Over the six days Ashlyn spent in the NICU it was mostly just waiting. They took a chest xray the first day and weren’t able to determine which thing was wrong, wet or immature lung, but time would tell and the treatment for both was the same.  She started with enriched oxygen pumped into a box around her head and antibiotics. She also got a feeding tube because we couldn’t feed her or hold her without her oxygen dipping too low. When the oxygen enriched air wasn’t keeping her oxygen levels up enough they had to move her onto a CPAP (continuous positive air pressure) to force her lungs to open up. That took the hard work away from her so breathing didn’t completely exhaust her little body. After a day or two they took the CPAP away but eventually put it back. When she was still having trouble after two days they did another chest xray and determined it to be immature lung.

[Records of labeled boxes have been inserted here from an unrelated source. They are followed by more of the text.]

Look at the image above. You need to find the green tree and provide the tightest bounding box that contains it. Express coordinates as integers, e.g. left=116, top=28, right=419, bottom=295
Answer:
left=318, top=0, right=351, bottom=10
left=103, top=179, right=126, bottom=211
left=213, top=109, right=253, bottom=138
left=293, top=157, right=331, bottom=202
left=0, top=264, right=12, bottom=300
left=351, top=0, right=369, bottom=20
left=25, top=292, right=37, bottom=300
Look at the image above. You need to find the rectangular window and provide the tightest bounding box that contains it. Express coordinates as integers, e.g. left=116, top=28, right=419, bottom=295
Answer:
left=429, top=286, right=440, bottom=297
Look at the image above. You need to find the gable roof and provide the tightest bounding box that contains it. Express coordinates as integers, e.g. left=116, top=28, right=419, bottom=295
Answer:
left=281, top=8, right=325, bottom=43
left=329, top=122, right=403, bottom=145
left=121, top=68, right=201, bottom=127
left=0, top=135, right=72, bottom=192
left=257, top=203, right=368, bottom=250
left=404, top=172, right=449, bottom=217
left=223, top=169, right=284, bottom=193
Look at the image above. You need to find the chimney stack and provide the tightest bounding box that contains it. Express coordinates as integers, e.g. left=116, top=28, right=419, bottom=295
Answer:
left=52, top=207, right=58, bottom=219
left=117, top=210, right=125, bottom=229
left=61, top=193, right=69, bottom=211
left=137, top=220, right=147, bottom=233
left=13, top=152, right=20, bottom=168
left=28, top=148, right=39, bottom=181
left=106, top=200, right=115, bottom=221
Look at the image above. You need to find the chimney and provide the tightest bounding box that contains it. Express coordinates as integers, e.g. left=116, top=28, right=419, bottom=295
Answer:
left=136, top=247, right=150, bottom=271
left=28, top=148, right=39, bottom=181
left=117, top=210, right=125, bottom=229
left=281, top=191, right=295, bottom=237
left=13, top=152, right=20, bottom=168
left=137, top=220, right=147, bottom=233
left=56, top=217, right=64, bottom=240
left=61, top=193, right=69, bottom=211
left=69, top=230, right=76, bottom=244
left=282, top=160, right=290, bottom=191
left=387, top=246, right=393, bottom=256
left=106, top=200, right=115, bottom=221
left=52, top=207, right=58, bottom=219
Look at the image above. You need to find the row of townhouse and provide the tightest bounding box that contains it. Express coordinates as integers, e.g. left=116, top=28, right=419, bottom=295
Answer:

I really got to go see Ashlyn on Wednesday for the first time but we still couldn’t hold her yet. Just watch her in her little NICU crib. Thursday was the same. Friday after lunch was my first chance to hold her and try to nurse her. I showered and got the chills so bad I was stuck in bed for a long time before I could move and almost missed the feeding time which had me really upset. I was a little late but they let me try. She didn’t latch on and while the feeding was a bust, we did get to hold her at least and it started to feel real from that point on that we had a baby. Saturday I was discharged from the hospital and was able to get Ashlyn to latch on and feed three times which was really exciting.

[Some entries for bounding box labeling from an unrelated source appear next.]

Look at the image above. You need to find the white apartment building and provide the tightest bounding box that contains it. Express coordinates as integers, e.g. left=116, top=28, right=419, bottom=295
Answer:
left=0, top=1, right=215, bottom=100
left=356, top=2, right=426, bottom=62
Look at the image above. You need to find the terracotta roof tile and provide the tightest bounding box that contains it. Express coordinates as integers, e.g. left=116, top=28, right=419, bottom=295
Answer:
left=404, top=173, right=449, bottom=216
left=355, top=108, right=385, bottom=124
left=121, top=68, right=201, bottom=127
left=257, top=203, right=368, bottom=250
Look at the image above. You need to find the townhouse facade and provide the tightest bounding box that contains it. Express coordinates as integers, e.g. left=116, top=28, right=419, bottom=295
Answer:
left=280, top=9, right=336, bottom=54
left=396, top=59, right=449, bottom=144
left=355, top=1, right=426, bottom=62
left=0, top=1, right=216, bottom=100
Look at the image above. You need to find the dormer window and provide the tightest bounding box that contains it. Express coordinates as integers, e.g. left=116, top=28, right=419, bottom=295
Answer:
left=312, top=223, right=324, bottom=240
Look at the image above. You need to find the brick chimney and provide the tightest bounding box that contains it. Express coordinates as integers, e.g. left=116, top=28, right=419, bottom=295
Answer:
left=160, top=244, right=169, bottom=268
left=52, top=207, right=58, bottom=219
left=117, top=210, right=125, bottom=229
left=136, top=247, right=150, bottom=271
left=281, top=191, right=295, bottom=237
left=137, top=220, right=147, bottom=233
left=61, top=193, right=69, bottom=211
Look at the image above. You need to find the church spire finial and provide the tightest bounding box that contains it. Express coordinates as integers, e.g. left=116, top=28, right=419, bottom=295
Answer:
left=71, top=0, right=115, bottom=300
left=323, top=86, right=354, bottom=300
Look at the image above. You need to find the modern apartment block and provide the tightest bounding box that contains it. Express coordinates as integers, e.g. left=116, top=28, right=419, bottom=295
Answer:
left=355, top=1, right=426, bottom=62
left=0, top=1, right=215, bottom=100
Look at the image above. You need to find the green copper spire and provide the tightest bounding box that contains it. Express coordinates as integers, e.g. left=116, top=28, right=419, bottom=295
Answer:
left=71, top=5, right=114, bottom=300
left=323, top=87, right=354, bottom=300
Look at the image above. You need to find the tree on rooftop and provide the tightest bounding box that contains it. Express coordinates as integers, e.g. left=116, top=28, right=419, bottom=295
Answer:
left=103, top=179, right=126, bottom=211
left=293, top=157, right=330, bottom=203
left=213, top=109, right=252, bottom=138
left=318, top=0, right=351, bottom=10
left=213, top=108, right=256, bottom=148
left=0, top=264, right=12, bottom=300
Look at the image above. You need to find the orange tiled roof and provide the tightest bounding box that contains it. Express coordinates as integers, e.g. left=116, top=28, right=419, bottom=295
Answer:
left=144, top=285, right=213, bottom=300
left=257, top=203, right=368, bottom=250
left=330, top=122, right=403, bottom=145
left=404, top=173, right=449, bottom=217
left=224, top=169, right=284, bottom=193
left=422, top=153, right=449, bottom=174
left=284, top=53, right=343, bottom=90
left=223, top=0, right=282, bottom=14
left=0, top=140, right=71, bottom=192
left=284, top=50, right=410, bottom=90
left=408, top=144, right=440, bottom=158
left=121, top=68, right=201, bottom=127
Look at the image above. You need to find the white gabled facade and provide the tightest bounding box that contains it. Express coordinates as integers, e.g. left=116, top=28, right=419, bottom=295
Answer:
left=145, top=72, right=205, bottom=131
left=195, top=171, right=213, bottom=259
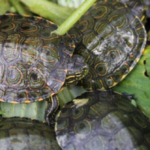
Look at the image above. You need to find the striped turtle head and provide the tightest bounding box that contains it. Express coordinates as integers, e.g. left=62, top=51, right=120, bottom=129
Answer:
left=65, top=55, right=89, bottom=85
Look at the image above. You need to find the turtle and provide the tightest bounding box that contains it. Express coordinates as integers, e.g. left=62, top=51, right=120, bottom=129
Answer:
left=0, top=14, right=89, bottom=122
left=68, top=1, right=147, bottom=90
left=0, top=118, right=61, bottom=150
left=55, top=91, right=150, bottom=150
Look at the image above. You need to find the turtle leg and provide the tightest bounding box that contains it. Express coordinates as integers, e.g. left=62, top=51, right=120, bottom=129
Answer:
left=45, top=95, right=59, bottom=125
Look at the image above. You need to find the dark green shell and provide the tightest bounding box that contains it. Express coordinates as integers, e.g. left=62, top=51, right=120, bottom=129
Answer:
left=0, top=14, right=74, bottom=103
left=112, top=0, right=148, bottom=19
left=0, top=118, right=61, bottom=150
left=69, top=1, right=146, bottom=90
left=55, top=91, right=150, bottom=150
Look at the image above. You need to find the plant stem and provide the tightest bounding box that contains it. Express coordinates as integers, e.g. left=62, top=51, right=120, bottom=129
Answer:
left=52, top=0, right=96, bottom=35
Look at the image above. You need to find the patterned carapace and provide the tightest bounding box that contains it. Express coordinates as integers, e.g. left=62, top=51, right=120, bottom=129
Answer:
left=0, top=14, right=75, bottom=103
left=55, top=91, right=150, bottom=150
left=69, top=1, right=146, bottom=90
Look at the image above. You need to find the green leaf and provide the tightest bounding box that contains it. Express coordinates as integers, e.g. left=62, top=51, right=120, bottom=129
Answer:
left=9, top=0, right=31, bottom=15
left=113, top=46, right=150, bottom=118
left=0, top=0, right=10, bottom=15
left=21, top=0, right=74, bottom=25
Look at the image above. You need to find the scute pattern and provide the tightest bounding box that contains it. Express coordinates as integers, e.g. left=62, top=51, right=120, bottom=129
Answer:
left=0, top=14, right=74, bottom=103
left=69, top=1, right=146, bottom=90
left=55, top=91, right=150, bottom=150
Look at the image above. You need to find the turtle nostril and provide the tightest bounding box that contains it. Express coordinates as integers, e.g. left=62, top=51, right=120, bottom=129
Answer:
left=31, top=73, right=38, bottom=80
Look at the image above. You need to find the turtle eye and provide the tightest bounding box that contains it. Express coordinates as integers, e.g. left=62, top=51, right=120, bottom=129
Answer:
left=21, top=26, right=30, bottom=30
left=29, top=68, right=46, bottom=89
left=1, top=25, right=9, bottom=29
left=31, top=73, right=38, bottom=81
left=107, top=79, right=113, bottom=86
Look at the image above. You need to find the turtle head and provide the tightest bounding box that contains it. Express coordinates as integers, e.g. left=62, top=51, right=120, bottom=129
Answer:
left=65, top=55, right=89, bottom=85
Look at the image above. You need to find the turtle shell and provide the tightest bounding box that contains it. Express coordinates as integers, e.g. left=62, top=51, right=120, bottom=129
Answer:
left=0, top=118, right=61, bottom=150
left=69, top=1, right=147, bottom=90
left=55, top=91, right=150, bottom=150
left=0, top=14, right=74, bottom=103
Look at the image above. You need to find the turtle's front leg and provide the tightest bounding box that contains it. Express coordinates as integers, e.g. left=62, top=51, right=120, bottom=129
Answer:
left=45, top=95, right=59, bottom=125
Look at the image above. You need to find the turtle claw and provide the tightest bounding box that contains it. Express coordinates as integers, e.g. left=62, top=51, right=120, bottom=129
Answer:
left=45, top=95, right=58, bottom=126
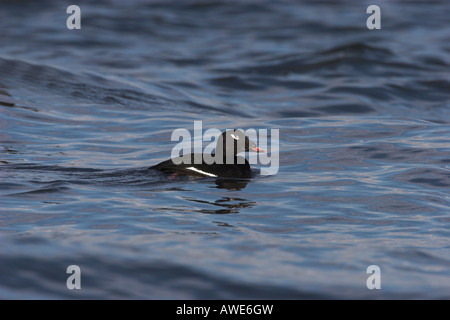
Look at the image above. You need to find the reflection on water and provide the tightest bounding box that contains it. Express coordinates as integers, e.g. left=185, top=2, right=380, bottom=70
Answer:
left=0, top=0, right=450, bottom=299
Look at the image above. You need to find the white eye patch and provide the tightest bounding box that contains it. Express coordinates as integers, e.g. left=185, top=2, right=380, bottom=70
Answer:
left=230, top=133, right=239, bottom=140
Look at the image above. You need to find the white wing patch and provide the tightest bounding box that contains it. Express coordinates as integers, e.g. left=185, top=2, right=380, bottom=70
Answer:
left=186, top=167, right=217, bottom=177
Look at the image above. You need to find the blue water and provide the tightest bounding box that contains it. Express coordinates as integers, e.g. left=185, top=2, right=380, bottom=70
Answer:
left=0, top=0, right=450, bottom=299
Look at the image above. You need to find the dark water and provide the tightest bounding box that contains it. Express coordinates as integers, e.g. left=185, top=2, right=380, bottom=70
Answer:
left=0, top=0, right=450, bottom=299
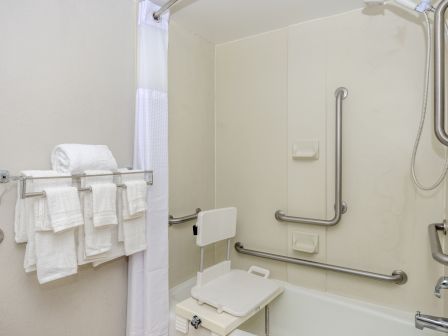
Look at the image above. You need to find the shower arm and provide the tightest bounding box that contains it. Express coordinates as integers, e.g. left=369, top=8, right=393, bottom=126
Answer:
left=434, top=0, right=448, bottom=146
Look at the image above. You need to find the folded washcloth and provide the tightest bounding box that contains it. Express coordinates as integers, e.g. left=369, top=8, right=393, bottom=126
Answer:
left=91, top=183, right=118, bottom=227
left=78, top=170, right=113, bottom=258
left=123, top=180, right=148, bottom=220
left=51, top=144, right=117, bottom=174
left=44, top=187, right=84, bottom=232
left=119, top=170, right=147, bottom=255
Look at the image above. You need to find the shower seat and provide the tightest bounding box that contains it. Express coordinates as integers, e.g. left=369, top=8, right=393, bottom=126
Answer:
left=176, top=208, right=283, bottom=336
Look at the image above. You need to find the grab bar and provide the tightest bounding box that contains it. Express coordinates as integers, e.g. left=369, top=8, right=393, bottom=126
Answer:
left=168, top=208, right=202, bottom=225
left=275, top=87, right=348, bottom=226
left=434, top=0, right=448, bottom=146
left=235, top=242, right=408, bottom=285
left=428, top=223, right=448, bottom=265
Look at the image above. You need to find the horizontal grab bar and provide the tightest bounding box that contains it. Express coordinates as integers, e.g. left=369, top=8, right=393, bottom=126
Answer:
left=17, top=170, right=153, bottom=199
left=275, top=87, right=348, bottom=226
left=168, top=208, right=202, bottom=225
left=235, top=242, right=408, bottom=285
left=428, top=223, right=448, bottom=265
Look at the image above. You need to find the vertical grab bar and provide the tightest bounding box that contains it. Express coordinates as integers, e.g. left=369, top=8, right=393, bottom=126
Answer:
left=434, top=0, right=448, bottom=146
left=275, top=86, right=348, bottom=226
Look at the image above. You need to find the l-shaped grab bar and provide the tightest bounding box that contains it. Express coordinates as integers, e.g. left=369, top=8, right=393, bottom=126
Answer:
left=275, top=86, right=348, bottom=226
left=434, top=0, right=448, bottom=146
left=168, top=208, right=202, bottom=225
left=428, top=222, right=448, bottom=265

Our big goals were to have her breathe and eat before she could be discharged. Her oxygen levels would drop during feedings so she went back on oxygen. Sunday she was finally completely off the oxygen and we were hopeful she could come home but by now she had developed jaundice and had to stay an extra day under the blue lights.  Sunday Brian drove me to the hospital with a laptop, a breastpump and cab fare home. I spent at the hospital on the couches in the lobby making a visit to the NICU every three hours to feed Ashlyn while he went back home and took the kids to church. I fed her at the 9am, 12 noon and 3pm feeding before I was physically too tired and headed home in a cab to our house leaving them to feed her my expressed breastmilk.


Monday morning our plan was to do the same as Sunday and if she was released I’d take her home in the cab with me. We got the kids off to school and at 8:30 were driving downtown when I got the call on my mobile phone that she was ready for discharge because the bilirubien levels had dropped enough. We were so excited. I went in to feed her while Brian parked the car and paid off her hospital bill. Then he drove me back home where she got to meet Jacob for the first time. Brian had to go to work then so he left me with Ashlyn, Jacob and Gina to watch over us. Jacob was instantly in love with Ashlyn. Maddie met her when she got home from school at 1:30 and Ben at 3:00. It was a great way to give them all their own personal time with her and overall a very happy day for us to all be home together as a family.




The process of picking a doctor was a hard one for me last summer. I hit brick walls right and left, even got turned down by one doctor. I know now that I was lead to Dr. Loh to take care of me and I am thankful for him helping me through this pregnancy. Even with the worrisome scans in the last few weeks and the difficulty of the surgery he helped get Ashlyn here in good health.




Hilary said...

Loved reading this! I love that you were prepared ahead of time with the knowledge that something would go differently this time so that when it did, you didn't have to be out-of-your-mind-stressed-out about it!

Erin said...

What a great story! I can tell you've been there for a while with this bit: "Brian got to trim the cord". :-) That sounds so, well, British! :-)

Verity said...

Loved reading this--definitely been there with a NICU baby. Glad that you and Ashlyn are doing well--CONGRATULATIONS!